Keys to the Kingdom: Single Sign-On (SSO) is Under Attack

Single Sign-On (SSO) software provides users with access to multiple applications or datasets without requiring multiple logins. SSO software simplifies the user experience, helps organizations manage risk, and creates efficiencies for organizations and users alike. SSO credentials are often referred to as “the keys to the kingdom” because they provide so much access under one, single credential. 

It shouldn’t be surprising that the keys to the kingdom are under attack.

While there are great benefits to SSO, SSO also creates significant risk for organizations. SSO credentials can be compromised, providing attackers access to a broad range of applications within an organization’s environment. SSO providers themselves can be attacked, compromising customer credentials and/or essential authentication infrastructure. The recent Okta cyber attack is a recent example of a successful and concerning incident targeting a critical SSO provider.

This article contains tips for security and risk professionals to manage risk from their SSO providers and better protect their users’ credentials. 

What Is Single Sign-On (SSO)?

As organizations increasingly rely on a number of different online services and providers, it is hard to generate and maintain credentials to access all these services and keep track of all of those usernames and passwords. 
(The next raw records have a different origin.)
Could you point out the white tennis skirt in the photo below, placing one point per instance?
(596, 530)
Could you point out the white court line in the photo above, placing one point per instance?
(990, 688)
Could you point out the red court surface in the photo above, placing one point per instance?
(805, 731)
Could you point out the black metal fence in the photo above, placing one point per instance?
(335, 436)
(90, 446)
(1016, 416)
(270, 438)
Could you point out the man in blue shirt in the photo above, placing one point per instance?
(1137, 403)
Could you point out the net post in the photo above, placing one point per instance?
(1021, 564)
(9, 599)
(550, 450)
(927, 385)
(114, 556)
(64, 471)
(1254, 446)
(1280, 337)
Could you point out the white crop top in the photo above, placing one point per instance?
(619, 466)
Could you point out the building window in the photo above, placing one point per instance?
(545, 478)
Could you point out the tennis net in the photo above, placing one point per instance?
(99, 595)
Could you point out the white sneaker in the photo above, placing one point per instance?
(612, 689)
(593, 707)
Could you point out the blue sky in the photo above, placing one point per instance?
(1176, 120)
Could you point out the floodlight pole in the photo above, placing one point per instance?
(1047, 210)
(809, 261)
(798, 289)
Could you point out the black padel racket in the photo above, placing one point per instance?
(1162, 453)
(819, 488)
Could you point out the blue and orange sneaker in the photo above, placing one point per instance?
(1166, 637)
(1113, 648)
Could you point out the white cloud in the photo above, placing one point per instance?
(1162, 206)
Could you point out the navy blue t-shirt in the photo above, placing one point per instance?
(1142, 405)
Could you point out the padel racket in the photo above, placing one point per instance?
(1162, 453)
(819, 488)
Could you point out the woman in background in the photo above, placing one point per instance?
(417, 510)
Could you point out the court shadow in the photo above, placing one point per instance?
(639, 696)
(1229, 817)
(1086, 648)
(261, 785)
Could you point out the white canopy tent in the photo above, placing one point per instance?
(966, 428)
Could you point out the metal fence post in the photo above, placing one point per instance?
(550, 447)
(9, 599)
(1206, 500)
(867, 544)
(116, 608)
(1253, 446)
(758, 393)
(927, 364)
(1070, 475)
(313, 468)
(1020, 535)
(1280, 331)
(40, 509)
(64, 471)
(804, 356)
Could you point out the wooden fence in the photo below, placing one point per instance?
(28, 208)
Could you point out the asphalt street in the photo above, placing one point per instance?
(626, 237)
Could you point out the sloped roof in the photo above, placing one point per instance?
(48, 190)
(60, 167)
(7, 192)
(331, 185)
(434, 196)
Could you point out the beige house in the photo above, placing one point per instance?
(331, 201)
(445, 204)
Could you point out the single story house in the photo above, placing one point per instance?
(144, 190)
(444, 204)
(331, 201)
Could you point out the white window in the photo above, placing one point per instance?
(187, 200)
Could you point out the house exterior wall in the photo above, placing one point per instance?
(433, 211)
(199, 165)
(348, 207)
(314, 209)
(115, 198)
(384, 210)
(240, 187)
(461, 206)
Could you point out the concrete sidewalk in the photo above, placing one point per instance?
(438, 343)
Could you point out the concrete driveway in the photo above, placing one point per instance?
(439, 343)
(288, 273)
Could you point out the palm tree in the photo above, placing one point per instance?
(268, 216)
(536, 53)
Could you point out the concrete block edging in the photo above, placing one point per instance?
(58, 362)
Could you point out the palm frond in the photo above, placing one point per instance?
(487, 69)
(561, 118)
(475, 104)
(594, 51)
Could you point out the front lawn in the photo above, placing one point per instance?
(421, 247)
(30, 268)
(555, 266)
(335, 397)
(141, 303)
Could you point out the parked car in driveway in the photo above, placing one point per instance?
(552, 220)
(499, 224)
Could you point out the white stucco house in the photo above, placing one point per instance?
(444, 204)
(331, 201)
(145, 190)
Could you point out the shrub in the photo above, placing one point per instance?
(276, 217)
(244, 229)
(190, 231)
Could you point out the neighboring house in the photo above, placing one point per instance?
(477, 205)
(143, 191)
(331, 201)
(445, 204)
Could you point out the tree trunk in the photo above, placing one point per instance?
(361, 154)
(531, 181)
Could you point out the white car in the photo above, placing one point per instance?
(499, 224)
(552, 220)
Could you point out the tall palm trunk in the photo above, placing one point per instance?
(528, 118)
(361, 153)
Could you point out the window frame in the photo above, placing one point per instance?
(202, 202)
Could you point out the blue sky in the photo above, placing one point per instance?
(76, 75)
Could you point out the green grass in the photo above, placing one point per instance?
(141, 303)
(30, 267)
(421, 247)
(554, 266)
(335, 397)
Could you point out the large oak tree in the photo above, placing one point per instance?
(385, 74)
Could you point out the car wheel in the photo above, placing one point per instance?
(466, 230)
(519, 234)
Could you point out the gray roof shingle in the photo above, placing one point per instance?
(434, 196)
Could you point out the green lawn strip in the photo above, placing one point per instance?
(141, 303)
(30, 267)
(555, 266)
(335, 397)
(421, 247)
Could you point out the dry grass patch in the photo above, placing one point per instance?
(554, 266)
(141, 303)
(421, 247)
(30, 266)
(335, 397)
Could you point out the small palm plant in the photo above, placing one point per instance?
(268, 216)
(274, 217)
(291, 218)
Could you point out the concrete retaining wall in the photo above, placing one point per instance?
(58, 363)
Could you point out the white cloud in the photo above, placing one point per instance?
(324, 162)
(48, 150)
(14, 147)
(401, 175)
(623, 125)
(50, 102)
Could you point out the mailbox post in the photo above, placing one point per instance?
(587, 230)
SSO solutions help organizations and users address these challenges. SSO solutions are an authentication method that enables users to securely authenticate with multiple applications, websites and services by using just one set of credentials. SSO allows a user to log in once and access services without re-entering authentication factors.
 

Many companies have implemented SSO solutions as part of their employees' authentication process. Benefits from implementing SSO include:

• Risk mitigation for access to 3rd-party sites because user passwords are not stored or managed externally
• Reduced password fatigue from different username and password combinations and improved user productivity
• Simpler administration and better administrative control
• Consolidation of heterogeneous networks

3 Tips for Managing Risk to SSO Credentials and Providers

Although SSO solutions come with many benefits, there are several considerable risks that security professionals should immediately address. 

Tip #1: Monitor Marketplaces for Valid Breaches

First, SSO credentials themselves represent a significant risk to the organization. SSO credentials allow access to multiple applications and platforms. Compromising a SSO credential could allow unauthorized access to many different systems within an organization. SSO credentials—from individual credentials to large numbers of credentials – may be compromised by the typical methods attackers employ to target individuals and organizations alike. 

Many dark web markets offer SSO credentials for sale. In fact, the recent Okta cyber attack likely began with the acquisition of compromised SSO credentials. According to public reports, the LAPSUS$ ransomware group bought access credentials to Okta from the Genesis marketplace, a market that provides an avenue for attackers to buy stolen credentials. The credentials acquired were from Sitel, Okta’s customer support provider. Over the past six months, Bitsight has observed an increase in the number of Okta sub-domains for sale on various dark web markets. 

Tip 1: Given the potential impact of having such credentials exposed to malicious actors, security professionals should monitor and scrutinize these marketplaces for valid breaches affecting their organization as well as their broader digital supply chain. 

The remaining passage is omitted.